AS1.18 | Precipitation: Measurement, Climatology, Remote Sensing, and Modelling
EDI
Precipitation: Measurement, Climatology, Remote Sensing, and Modelling
Convener: Silas Michaelides | Co-conveners: Chris Kidd, Ehsan Sharifi, Giulia Panegrossi, Takuji Kubota

Precipitation, both liquid and solid, is central to the global water/energy cycle through its coupling of clouds, water vapor, atmospheric motion, ocean circulation, and land surface processes. While precipitation is the primary source of freshwater, it also has tremendous socio-economic impacts associated with extreme weather events such as hurricanes, floods, droughts, and landslides. Knowledge of precipitation characteristics from local to global scales is essential for understanding how the Earth system operates under changing climatic conditions and for improved societal applications that range from numerical weather prediction to freshwater resource management.
This session will host papers on all aspects of precipitation, especially contributions in the following four research areas:
1. Precipitation measurements (amount, duration, intensity etc) by ground-based in-situ sensors (e.g., rain gauges, disdrometers); estimation of accuracy of measurements, comparison of instrumentation.
2. Precipitation climatologies at regional to global scales; areal distribution of measured precipitation; classification of precipitation patterns; spatial and temporal characteristics of precipitation; methodologies adopted and their uncertainties; comparative studies.
3. Remote sensing of precipitation (spaceborne, airborne, ground-based, underwater, or shipborne sensors) and retrieval techniques; methodologies to estimate areal precipitation (interpolation, downscaling, combination of measurements and/or estimates of precipitation); methodologies used for the estimation (e.g., QPE), validation, and assessment of error and uncertainty of precipitation as estimated by remote sensors.
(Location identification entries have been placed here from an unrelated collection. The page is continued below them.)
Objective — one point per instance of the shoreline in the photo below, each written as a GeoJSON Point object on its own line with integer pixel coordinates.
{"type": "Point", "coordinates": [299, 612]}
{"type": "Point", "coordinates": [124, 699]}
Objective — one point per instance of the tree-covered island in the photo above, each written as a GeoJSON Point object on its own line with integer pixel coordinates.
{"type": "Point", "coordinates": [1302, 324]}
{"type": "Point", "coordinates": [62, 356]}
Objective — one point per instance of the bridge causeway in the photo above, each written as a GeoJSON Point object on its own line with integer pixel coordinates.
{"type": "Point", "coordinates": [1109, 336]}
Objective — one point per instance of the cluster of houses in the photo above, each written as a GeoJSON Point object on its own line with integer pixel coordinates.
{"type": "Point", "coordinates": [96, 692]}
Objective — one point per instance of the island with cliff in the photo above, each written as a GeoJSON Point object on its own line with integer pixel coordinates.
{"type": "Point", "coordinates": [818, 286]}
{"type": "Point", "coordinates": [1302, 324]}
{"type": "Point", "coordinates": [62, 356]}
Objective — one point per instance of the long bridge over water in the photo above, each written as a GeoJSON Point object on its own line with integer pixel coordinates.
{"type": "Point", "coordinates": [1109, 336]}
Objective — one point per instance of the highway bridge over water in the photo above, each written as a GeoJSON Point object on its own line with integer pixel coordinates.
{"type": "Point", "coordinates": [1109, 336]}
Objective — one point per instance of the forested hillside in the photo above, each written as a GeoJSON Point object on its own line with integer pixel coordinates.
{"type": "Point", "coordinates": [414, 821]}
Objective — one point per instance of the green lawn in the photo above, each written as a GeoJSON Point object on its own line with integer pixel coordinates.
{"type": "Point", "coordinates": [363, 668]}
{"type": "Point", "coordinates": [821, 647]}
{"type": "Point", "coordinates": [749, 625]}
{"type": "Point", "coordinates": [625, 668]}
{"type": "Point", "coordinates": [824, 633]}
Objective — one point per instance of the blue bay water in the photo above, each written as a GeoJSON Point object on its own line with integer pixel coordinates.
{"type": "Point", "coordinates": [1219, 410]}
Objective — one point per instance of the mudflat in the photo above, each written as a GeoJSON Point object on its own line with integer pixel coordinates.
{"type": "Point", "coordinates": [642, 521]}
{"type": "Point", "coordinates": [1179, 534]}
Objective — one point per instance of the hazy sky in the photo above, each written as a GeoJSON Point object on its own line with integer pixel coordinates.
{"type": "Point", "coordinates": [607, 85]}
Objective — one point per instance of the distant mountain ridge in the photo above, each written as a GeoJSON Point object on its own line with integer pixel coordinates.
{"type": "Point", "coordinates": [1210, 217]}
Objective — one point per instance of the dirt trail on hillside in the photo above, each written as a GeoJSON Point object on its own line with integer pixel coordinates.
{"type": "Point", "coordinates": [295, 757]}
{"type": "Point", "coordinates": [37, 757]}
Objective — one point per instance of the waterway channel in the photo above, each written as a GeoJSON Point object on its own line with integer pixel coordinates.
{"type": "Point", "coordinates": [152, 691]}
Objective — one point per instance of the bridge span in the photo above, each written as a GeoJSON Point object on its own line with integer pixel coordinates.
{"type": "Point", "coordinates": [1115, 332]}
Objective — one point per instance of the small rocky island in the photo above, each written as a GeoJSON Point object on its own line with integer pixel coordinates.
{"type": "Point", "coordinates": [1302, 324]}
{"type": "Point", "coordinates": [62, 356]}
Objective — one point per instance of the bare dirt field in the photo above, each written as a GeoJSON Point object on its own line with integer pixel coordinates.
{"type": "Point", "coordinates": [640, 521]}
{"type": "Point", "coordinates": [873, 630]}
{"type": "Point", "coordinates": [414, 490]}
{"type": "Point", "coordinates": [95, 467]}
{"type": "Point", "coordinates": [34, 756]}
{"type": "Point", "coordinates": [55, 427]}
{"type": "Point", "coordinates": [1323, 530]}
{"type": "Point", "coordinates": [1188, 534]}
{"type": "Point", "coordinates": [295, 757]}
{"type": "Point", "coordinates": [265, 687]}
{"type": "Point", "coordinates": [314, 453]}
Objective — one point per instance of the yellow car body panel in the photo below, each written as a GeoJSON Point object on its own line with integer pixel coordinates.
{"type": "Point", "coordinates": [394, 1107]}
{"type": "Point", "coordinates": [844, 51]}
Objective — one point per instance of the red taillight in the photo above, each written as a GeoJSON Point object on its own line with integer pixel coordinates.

4. Contributions to current and future missions, such as the international Global Precipitation Measurement (GPM) mission, Atmospheric Observing System (AOS), EUMETSAT Polar System-Second Generation (EPS-SG), Time-Resolved Observations of Precipitation structure and storm Intensity with a Constellation of Smallsats (TROPICS), Arctic Weather Satellite (AWS), Earth Clouds, Aerosol and Radiation Explorer (EarthCARE), tomorrow.io constellation and the Advanced Microwave Scanning Radiometer-3 (AMSR-3).